If only all wine-tastings were as non-verbal and unpretentious, wine aficionados wouldn't be considered pompous gits on first blush.

- A Walk in the Clouds (1995): Alfonso Arau's feature about an unwed woman who fears returning home to her strict father after the war stars Keanu Reeves and co-star Aitana Sanchez-Gijon as a couple who fall in love among the vineyards during wine harvest time. Hopelessly romantic, the movie might be too sweet for some tastes but it's a nice wet kiss when you're looking for some brain-numbing escapism. Just watch out for the headache the day after.

- Richard III (1955): In this version of the Bard's bloody classic about family power struggles, George (The Duke of Clarence -- brother to the power-hungry Duke of Gloucester) is believed killed and his body thrown into vat of Malmsey wine -- one of the more original death scenarios out there. There are other references to wine, and not surprisingly, they arise whenever there's a mention of the soon-to-be-dead Duke of Clarence.

- A Good Year (2006): There was so much room for bold taste and dramatic flavour in this Provence-shot Ridley Scott ode to the vine, but the potential never reaches the rim. Featuring Russell Crowe as the soulless businessman Max Skinner and Albert Finney as the old rogue who loved life, the movie is transparent from the moment Scott pulls the cork, but thanks to some gorgeous scenery and a little bit of wine mystery, the movie finds enough texture to make it palatable.

- Mondovino (2004): This documentary about the global wine biz is a movie about wine for people who love wine and aren't afraid to show it.
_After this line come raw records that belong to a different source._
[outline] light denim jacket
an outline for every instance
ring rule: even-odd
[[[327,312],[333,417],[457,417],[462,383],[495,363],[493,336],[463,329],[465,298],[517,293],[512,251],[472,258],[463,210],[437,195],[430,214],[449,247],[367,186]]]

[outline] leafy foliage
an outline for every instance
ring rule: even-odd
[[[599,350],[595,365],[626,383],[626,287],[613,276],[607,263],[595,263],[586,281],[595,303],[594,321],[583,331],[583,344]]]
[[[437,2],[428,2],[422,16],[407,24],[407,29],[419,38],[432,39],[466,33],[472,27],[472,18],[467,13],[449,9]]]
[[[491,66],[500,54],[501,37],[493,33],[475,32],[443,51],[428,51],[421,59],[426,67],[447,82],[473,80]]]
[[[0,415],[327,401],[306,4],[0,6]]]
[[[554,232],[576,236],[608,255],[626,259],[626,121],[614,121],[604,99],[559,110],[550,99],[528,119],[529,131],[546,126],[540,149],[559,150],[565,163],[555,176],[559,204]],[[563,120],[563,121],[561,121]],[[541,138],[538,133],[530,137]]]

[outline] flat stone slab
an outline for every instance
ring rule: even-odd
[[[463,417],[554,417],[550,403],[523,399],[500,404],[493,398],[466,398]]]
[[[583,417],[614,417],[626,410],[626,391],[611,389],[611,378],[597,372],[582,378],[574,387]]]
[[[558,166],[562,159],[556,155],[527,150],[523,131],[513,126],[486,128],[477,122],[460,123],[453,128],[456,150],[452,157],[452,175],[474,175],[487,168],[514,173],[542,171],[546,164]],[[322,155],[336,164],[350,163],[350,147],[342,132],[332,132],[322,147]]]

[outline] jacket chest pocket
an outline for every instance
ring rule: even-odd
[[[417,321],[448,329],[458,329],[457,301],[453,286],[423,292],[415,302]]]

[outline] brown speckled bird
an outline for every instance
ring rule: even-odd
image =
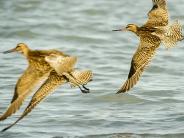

Though director Jonathan Nossiter takes a slightly adversarial approach to the issues surrounding the world wine industry, an issue that some of the interviewees complained about after the fact, the director manages to find a very big economic picture that ties into everything from popular culture to trade and tariff regulations.

- French Kiss (1995): Even Meg Ryan was in a wine movie, which proves just how much the American psyche had grown by 1995. Ryan plays a jilted woman looking to recover her ego and hopefully her ex-fiance in France. What she finds is a love affair with a roguish Frenchman (Monsieur Kevin Kline) who gambled away the family winery, and is now drunk on ideas of getting it back. The movie has a weak nose, but features plenty of wine-lover dialogue.

- Blood and Wine (1996): It's a wine movie with Jack Nicholson, and if that's not enough to recommend this Bob Rafelson thriller, then think about this: Blood and Wine was intended to be part of a trilogy that started with Five Easy Pieces, according to Rafelson. In this outing, Nicholson plays a rich wine dealer whose life begins to fall apart.

- The Vineyard (1989): Speaking of plonk, here's a glass of cheap grapes you may want to view after downing a box of glycol-laden Gewurztraminer. James Hong plays a Dr. Moreau-style villain who makes some of the fanciest wines in the world... from human blood! The mad doctor also makes movies in his spare time. Who says wine and cheap thrills can't co-exist?